On voyait que les vaines supplications de la princesse Marie et les plaisanteries du prince André au sujet des pèlerins étaient chose habituelle entre eux.

« Mais, ma bonne amie, vous devriez au contraire m’être reconnaissante d’expliquer à Pierre votre intimité avec ce jeune homme.

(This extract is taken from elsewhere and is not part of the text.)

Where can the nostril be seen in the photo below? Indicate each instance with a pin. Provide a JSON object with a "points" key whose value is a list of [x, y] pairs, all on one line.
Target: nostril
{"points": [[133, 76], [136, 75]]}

— Vraiment ! » dit Pierre avec curiosité, mais cependant d’un ton grave, qui acheva de lui gagner le cœur de la princesse Marie.

Leur bienfaitrice se préoccupait bien à tort pour « les siens », car ceux-ci n’éprouvaient aucune gêne. La petite vieille, après avoir renversé sa tasse sur sa soucoupe à côté du morceau de sucre tout grignoté, se tenait immobile et les yeux baissés sur son fauteuil, en jetant à droite et à gauche des regards sournois, et en attendant l’offre d’une nouvelle tasse. Ivanouchka buvait à petites gorgées le thé qui remplissait sa soucoupe, et regardait en dessous les deux jeunes gens, de ses yeux qui exprimaient la ruse féminine.

« Où as-tu été ? à Kiew ? demanda le prince André.

— J’y ai été, mon père, répondit la petite vieille. C’est à Noël que je me suis rendue digne de recevoir, chez les saints, la sainte et céleste communion ; maintenant je viens de Koliasine. Une grande grâce s’y est révélée !

— Et Ivanouchka est avec toi ?

— Non, je suis seule, répondit Ivanouchka, en s’efforçant de prendre une voix de basse. Nous ne nous sommes rencontrées qu’à Youknow avec Pélaguéïouchka… »

Celle-ci, ne se possédant pas du désir de raconter ce qu’elle avait vu, l’interrompit :

« Oui, mon père, une grande grâce s’est révélée à Koliasine !

— Quoi donc ? de nouvelles reliques ? demanda le prince André.

— Voyons, André !… Ne lui raconte rien, Pélaguéïouchka.